Sono solo alcuni esempi di come ormai lo sport sia totalmente permeato dai valori del sistema capitalista, sia cioè una macchina per far soldi e consenso che dei valori di De Coubertin si interessa poco o nulla. Ecco che allora lanciare accuse di doping senza prove diventa una ipocrita presa di posizione che sottintende, in fondo l’invidia e la frustrazione per aver perso l’occasione di riconquistare il trono della prova regina delle Olimpiadi dopo il regno decennale del giamaicano Usain Bolt. D’altra parte, il doping, come l’antidoping, è solo uno dei tanti aspetti dello sport venduto al sistema, utile a far vincere il “prodotto umano” del momento o in alternativa a farlo cadere versandogli addosso responsabilità individuali - processo questo dell’evidenziare le responsabilità individuali omettendo invece le responsabilità del sistema, evidenziato in maniera eclatante dalla pandemia - per salvare un sistema imputridito e permettere di “rivenderlo” pulito agli appassionati. Una sorta di riciclaggio di sport sporco.

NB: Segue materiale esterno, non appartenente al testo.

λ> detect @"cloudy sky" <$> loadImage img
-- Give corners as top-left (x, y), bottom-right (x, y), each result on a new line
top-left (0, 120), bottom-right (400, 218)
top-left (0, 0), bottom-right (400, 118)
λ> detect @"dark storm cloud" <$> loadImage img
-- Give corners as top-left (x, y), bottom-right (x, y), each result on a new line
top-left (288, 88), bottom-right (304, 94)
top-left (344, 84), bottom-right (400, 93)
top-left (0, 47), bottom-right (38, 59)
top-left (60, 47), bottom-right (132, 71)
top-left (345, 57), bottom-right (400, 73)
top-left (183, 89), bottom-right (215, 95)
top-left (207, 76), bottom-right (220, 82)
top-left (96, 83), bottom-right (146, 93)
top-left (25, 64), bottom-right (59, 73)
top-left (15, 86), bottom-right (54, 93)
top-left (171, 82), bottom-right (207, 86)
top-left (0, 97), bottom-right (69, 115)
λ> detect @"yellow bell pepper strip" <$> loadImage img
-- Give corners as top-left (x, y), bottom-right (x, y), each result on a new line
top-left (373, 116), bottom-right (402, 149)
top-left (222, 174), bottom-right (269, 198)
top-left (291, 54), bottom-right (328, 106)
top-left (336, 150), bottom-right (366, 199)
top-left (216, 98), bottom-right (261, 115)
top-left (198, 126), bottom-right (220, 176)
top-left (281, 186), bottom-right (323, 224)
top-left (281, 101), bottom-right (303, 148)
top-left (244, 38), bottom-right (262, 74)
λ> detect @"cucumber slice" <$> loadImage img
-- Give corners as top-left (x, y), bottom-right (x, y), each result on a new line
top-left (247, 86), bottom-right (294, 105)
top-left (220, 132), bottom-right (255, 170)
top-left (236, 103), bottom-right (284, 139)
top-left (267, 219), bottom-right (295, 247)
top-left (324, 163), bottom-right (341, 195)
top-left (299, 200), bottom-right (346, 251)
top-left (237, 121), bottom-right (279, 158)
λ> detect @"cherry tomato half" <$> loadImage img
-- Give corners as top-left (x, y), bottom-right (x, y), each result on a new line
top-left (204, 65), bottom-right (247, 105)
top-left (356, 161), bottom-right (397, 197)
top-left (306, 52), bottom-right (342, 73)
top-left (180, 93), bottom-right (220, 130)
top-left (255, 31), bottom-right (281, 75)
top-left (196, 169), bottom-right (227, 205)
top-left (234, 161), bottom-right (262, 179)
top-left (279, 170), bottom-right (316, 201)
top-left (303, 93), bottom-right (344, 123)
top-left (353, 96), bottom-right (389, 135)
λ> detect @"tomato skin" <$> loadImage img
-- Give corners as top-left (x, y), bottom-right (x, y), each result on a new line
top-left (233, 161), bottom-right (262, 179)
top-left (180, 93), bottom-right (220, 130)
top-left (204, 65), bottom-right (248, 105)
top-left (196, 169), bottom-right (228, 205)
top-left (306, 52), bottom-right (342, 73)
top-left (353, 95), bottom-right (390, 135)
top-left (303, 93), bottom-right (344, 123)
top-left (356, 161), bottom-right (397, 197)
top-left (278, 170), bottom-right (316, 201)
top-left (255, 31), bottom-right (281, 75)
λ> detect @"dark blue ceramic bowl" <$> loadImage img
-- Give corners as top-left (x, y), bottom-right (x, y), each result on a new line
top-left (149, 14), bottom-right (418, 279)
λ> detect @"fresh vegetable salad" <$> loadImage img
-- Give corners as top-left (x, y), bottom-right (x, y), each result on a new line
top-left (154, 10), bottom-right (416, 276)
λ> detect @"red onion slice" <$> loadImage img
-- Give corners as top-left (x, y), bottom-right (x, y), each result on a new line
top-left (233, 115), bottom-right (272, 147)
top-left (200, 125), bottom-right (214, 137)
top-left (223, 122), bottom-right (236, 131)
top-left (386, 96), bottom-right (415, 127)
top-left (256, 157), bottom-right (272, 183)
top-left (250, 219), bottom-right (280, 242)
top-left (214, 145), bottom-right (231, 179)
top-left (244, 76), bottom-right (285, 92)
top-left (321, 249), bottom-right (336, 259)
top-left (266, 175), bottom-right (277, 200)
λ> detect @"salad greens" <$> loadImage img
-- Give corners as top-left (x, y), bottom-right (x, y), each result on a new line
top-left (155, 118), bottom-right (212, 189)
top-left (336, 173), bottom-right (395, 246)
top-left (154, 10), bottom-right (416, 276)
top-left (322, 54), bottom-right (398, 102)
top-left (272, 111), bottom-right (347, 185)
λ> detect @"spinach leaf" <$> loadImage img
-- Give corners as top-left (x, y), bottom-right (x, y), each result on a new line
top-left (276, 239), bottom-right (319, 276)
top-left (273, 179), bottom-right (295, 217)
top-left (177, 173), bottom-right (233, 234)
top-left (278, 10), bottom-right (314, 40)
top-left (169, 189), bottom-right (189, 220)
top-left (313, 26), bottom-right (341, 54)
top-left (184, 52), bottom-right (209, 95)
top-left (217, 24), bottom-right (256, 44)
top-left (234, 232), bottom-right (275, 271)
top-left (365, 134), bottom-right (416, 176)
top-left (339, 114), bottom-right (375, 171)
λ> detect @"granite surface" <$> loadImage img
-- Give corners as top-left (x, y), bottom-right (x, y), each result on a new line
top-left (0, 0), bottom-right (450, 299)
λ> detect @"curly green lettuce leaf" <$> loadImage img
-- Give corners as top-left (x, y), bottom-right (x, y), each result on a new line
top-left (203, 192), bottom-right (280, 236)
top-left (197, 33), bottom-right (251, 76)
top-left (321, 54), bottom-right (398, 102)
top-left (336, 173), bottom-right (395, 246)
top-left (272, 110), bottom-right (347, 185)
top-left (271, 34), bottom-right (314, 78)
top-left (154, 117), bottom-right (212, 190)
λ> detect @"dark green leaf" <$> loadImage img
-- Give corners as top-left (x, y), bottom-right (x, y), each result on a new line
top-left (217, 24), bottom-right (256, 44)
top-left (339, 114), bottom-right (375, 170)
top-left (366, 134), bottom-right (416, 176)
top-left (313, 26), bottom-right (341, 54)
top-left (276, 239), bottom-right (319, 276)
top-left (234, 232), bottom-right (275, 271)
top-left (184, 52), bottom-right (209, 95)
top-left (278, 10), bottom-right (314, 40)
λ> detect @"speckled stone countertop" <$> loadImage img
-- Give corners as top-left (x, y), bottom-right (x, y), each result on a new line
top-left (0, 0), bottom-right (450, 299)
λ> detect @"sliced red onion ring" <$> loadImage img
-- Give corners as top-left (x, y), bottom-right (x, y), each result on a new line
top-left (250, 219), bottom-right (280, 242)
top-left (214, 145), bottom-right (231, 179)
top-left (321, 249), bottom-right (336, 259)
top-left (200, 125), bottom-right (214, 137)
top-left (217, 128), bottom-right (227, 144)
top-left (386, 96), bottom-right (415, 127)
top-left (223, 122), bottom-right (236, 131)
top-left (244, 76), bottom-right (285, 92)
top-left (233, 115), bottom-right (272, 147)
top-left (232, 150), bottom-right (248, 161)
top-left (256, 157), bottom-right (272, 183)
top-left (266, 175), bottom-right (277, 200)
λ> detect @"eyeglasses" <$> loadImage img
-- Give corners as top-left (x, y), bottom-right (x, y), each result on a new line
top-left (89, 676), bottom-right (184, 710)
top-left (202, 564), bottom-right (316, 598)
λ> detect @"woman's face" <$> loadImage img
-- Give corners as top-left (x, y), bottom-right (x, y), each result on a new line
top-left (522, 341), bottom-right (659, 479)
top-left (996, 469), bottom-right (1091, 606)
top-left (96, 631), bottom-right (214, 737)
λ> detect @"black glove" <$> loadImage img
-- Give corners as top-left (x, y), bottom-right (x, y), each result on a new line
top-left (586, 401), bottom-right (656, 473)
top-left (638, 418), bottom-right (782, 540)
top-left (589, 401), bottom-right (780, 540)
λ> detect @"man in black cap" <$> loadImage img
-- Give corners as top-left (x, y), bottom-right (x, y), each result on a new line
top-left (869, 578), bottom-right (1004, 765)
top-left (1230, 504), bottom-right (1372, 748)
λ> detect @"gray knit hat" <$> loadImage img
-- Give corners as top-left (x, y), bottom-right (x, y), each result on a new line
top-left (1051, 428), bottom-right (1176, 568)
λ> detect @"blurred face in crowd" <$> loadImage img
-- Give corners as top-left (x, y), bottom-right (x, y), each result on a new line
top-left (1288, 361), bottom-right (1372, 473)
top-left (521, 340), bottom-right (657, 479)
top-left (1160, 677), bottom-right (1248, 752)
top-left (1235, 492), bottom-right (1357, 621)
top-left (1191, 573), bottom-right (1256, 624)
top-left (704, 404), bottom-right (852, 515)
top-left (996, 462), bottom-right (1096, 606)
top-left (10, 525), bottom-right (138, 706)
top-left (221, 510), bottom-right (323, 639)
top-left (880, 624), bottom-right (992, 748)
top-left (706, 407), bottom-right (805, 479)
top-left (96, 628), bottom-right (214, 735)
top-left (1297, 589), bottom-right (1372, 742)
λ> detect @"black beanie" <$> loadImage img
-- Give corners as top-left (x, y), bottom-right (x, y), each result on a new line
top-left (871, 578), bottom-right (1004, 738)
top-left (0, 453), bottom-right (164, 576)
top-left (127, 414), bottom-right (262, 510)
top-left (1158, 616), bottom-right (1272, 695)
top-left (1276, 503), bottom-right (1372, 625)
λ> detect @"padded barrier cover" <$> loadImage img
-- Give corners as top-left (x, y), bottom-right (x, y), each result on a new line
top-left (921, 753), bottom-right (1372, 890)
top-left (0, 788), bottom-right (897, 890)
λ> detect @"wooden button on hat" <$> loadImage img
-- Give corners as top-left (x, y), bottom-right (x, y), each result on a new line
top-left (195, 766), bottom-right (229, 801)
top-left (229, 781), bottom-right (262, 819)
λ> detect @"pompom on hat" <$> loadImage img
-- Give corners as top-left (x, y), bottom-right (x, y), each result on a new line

Il tema è naturalmente molto complesso ma, a mio avviso, non può essere affrontato senza ipocrisie se non si affronta il più generale tema dello sport come prodotto capitalista: Euro2020 e Tokio2020 disputati entrambi nel 2021 a causa della pandemia dimostrano come l’unica cosa importante sia il prodotto sportivo venduto e nemmeno una crisi sanitaria mondiale devastante può cambiare tutto ciò, neanche il nome del prodotto: sono i soldi, gli interessi economici dietro, il sistema, a determinare le storture del mondo sportivo, a produrre casi di doping, di illeciti finanziari, di utilizzo propagandistico dello sport, di devastazione ambientale per grandi eventi imposti ai territori e finché non verrà affrontato il nodo dello sport sottomesso al sistema capitalista, non resta altro che accettare di emozionarsi per atleti che possono essere campioni di un giorno, di un mese o di tutta una vita sportiva.